Сам он, к слову, замечательно играл на скрипке, что я и ответил ему в качестве контраргумента.

Тогда Маазель немедленно перешел к практике. Он поставил мне запись – симфонию Моцарта, предложив экспромтом подирижировать. Я не стал ломаться и отнекиваться – взял да и продирижировал как умею. То есть никак, поскольку дирижировать я тогда вообще не умел. Тем не менее Маазель признал меня профпригодным и пообещал шефство над новичком.

Думаю, я выдержал его экзамен, потому что уже играл с такими выдающимися маэстро, как Клаудио Аббадо и Эрих Лайнсдорф. С Лайнсдорфом мы вместе участвовали в турне Нью-Йоркской филармонии по Советскому Союзу. Эрих потряс меня глубиной знаний, он был фантастически эрудированный музыкант. То есть я знал, как работают с оркестрами профессионалы высочайшего уровня.


ВОЛКОВ: Ты что, когда стоял и играл свою партию, подглядывал, как они это делают?


СПИВАКОВ: Подглядывать не было нужды. На сцене между дирижером и солистом возникает совершенно необъяснимая связь, когда рождается общее дыхание и ты чувствуешь себя частицей единого целого. Притом что каждый дирижер – абсолютно индивидуальная персоналия со своими представлениями о прекрасном. Например, Аббадо меня однажды спросил:

– Скажите, пожалуйста, вот в этом месте пауза стоит всего лишь на одну восьмую, а вы держите ее на четверть. Это случайность или вы так и будете играть?

Я ответил, что так и буду играть. И это был первый урок, преподнесенный мне как будущему дирижеру, – принять версию солиста и поддержать ее…


ВОЛКОВ: То есть, предположим, возьмем концерт Чайковского. Ты думаешь над каждой паузой, сколько ты ее будешь держать, будешь ли ты недодерживать, передерживать или будешь придерживаться в точности того, как композитор написал? Или вообще ты отдашь все на откуп импровизации?


СПИВАКОВ: Это совсем не простой вопрос. Один из путей – это четко следовать всем указаниям, которые написаны в нотах.
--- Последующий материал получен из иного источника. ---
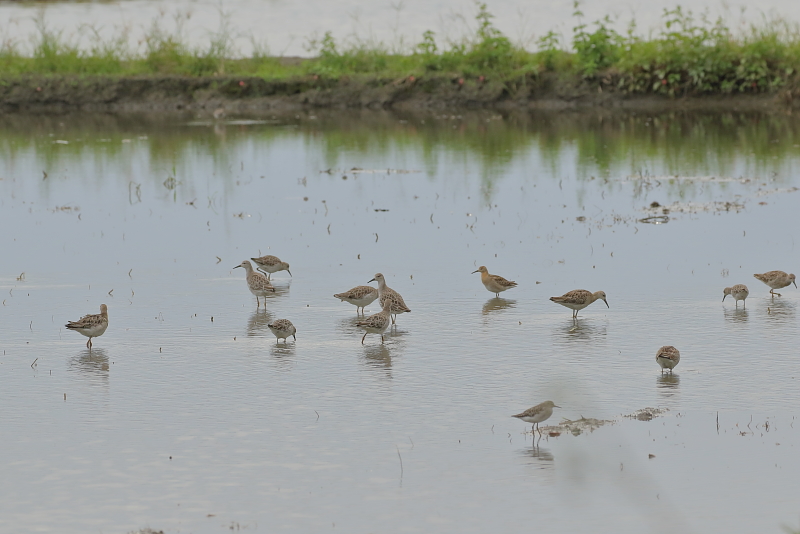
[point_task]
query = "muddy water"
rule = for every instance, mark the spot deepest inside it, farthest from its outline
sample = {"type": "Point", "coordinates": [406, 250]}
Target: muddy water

Другой путь – понять, как это произошло, как работал этот композитор, в каком историческом контексте, чем жила в это время его душа. Есть еще и третий путь – махнуть рукой на все и играть так, как тебе хочется. К Нейгаузу после конкурса Шопена подошел один из претендентов на премию, который не стал лауреатом, и спросил мнение профессора – почему жюри не присудило ему Гран-при? «Все дело в том, что, когда вы играете Шопена, вы должны играть Шопена. А когда Шопена играли вы, было так: не „Я играю Шопена“, а „я играю ШОПЕНА“», – исчерпывающе объяснил Нейгауз.